For instance, in school, Carlos believes young people are generally well taught on social inequalities, how people suffer and different forms of oppression. “Which is empowering,” he says. “But it’s not enough.” Carlos wants to work with students not just on problems, but on solutions. “How do we teach them how to go back into their communities and come up with solutions? Also, social justice entrepreneurship: What does that look like?” he says. He adds that he plans to collaborate with other campus partners to “develop programs that don’t just teach Chicano studies, but teach people how to work with Latino populations.”
In addition, Carlos would like to teach students not just to critically think, but to take ownership of critical issues in a way that empowers them to make changes in society. He wants students to be passion-driven.
Carlos says he never thought that he would leave Long Beach, but that he couldn’t pass up the opportunity to come to a place like Eastern and help develop the Chicana/o/x Studies program.
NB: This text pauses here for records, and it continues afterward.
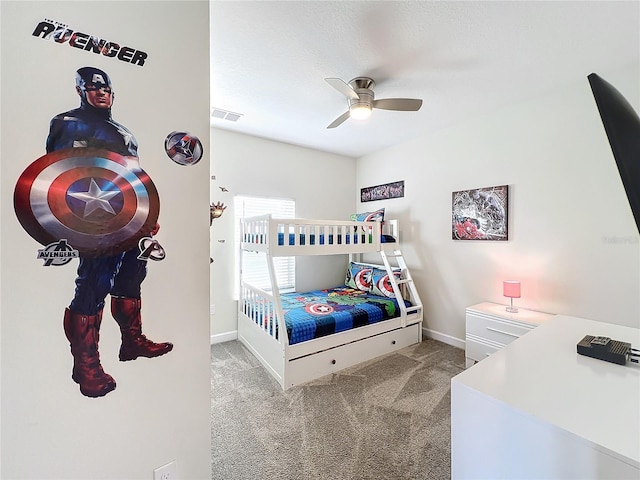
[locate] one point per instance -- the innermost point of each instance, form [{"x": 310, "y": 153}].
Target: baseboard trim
[
  {"x": 224, "y": 337},
  {"x": 441, "y": 337}
]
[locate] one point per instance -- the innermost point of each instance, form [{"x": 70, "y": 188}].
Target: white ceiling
[{"x": 463, "y": 58}]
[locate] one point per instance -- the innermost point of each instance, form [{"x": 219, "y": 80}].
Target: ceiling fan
[{"x": 359, "y": 92}]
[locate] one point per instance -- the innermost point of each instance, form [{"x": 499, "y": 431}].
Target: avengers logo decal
[
  {"x": 101, "y": 202},
  {"x": 183, "y": 148},
  {"x": 58, "y": 253}
]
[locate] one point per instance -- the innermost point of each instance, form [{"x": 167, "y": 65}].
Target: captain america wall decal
[{"x": 88, "y": 198}]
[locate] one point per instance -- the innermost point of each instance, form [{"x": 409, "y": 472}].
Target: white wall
[
  {"x": 573, "y": 241},
  {"x": 160, "y": 409},
  {"x": 320, "y": 183}
]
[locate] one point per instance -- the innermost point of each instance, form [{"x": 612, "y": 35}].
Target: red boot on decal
[
  {"x": 82, "y": 331},
  {"x": 126, "y": 311}
]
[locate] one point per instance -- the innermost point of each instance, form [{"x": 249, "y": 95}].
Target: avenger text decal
[{"x": 61, "y": 33}]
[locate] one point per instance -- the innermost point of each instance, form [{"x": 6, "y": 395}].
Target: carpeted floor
[{"x": 386, "y": 419}]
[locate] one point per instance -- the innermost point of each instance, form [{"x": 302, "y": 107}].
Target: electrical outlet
[{"x": 166, "y": 472}]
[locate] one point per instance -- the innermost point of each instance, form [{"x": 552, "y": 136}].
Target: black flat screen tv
[{"x": 622, "y": 125}]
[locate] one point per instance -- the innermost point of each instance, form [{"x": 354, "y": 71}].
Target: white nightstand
[{"x": 490, "y": 327}]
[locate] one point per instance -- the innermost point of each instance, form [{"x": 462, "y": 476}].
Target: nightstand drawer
[
  {"x": 499, "y": 331},
  {"x": 477, "y": 350}
]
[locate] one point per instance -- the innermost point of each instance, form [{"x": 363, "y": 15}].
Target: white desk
[{"x": 538, "y": 410}]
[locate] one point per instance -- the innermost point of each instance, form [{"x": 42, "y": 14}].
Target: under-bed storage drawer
[{"x": 304, "y": 369}]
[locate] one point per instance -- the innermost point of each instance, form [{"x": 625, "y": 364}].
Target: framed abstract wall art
[
  {"x": 382, "y": 192},
  {"x": 480, "y": 214}
]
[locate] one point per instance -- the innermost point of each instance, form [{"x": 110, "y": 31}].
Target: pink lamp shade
[{"x": 511, "y": 288}]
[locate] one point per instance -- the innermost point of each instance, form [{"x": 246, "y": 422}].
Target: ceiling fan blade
[
  {"x": 403, "y": 104},
  {"x": 342, "y": 87},
  {"x": 339, "y": 120}
]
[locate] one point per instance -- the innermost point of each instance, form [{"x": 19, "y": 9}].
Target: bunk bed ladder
[{"x": 406, "y": 280}]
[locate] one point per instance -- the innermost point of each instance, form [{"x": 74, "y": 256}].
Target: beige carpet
[{"x": 385, "y": 419}]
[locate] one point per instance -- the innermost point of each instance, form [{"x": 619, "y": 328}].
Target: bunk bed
[{"x": 299, "y": 337}]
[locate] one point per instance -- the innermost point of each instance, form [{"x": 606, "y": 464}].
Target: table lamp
[{"x": 511, "y": 289}]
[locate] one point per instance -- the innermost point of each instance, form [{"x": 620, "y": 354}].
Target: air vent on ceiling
[{"x": 225, "y": 114}]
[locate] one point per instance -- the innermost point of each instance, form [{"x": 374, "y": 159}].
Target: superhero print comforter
[{"x": 323, "y": 312}]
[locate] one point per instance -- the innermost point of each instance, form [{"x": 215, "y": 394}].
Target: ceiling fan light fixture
[{"x": 360, "y": 111}]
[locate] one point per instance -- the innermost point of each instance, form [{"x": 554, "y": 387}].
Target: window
[{"x": 254, "y": 265}]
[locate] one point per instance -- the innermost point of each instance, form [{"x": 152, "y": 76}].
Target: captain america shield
[{"x": 100, "y": 202}]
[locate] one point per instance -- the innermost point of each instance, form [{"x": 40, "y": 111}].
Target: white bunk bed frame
[{"x": 260, "y": 313}]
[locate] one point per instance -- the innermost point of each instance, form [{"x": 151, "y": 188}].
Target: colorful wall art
[{"x": 480, "y": 214}]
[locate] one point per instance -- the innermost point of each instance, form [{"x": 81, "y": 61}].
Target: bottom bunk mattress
[{"x": 319, "y": 313}]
While still a child, Carlos arrived in the U.S. with his undocumented-immigrant parents. The family settled in the Harbor Region of Los Angeles, where Carlos grew up. As an undergraduate, he attended the University of California, Santa Barbara. He then went on to complete a master’s degree in political science at the University of California, Long Beach, and a doctorate in political theory and American politics at the University of California, Irvine. He has since gone on to found a non-profit advocacy organization and written a book, The Latino Question, which was named by the American Political Science Association as “Best Book in Latino Politics.”
Today Carlos says he’s especially proud to be an Eagle, one who arrives at EWU having “accomplished the things that I have, as a formerly undocumented working class person who grew up in poverty.”